When proving that $x^2$ is continuous we usually show that $\lim_{x \to\ a} x^2 = a^2$ for any x.
So we show that for any $\epsilon > 0$, there is a $\delta > 0$ such that $0< | x-a | <\delta$ implies that $|x^2-a^2|<\epsilon$. We have $|x^2-a^2| = (|x+a|)(|x-a|) < \epsilon $. At this point the book I'm reading puts a bound on the $|x-a|$ term. Why does this work? Is it because $|x-a|$ can be as small as possible since continuity is a local property, so x can be as close a as we like?
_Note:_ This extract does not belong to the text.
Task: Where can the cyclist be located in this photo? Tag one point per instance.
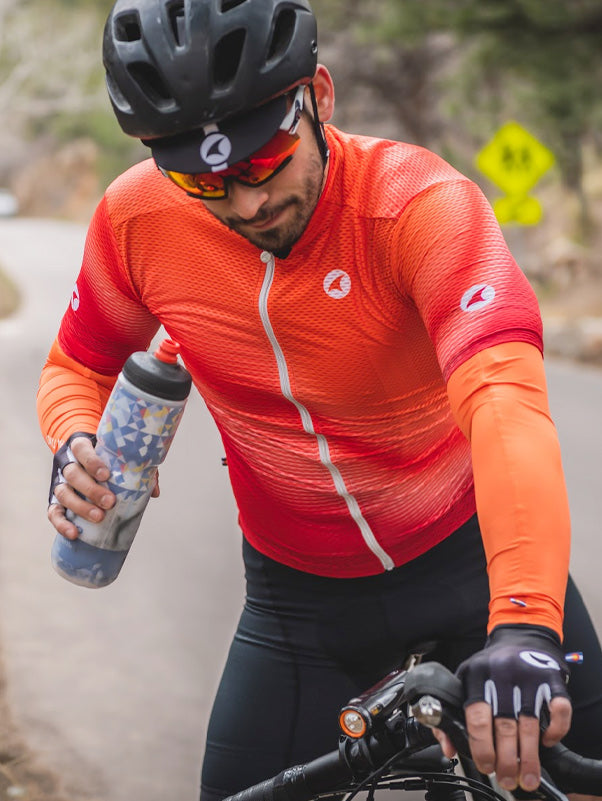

Intuitively, you have the right idea. For $f(x) = x^2$, the bound $|x-a|<1$ is common. It makes sense; why bother considering $x$ more than a unit away from $a$? We only care about $x$ in the immediate vicinity of $a$. However, we need a formal justification.
Let us only consider $x$ such that $|x-a|<1$. Then we have $|x| < 1 + |a|$ so that $|x-a||x+a| \leq |x-a|(|x| + |a|) < |x-a|(2|a| + 1) < \epsilon$. Thus, assuming $|x-a|<1$, we choose
$$\delta_0 = \frac{\epsilon}{2|a| + 1}$$
Now, given that $|x-a|<1$, $|x-a|<\delta_0 \Longrightarrow |x^2 - a^2|< \epsilon$.
Now, you ask, what if $|x-a|>1$. Well, we can avoid this scenario entirely by choosing.
$$\delta = \min\left(\delta_0, 1\right)$$
With such $\delta$, $|x-a|$ satisfies both $|x-a|<1$ and $|x-a|<\delta_0$
Since we have already established that $|x-a| < \delta_0$ and $|x-a|<1$ implies $|x^2 - a^2| < \epsilon$, we are done.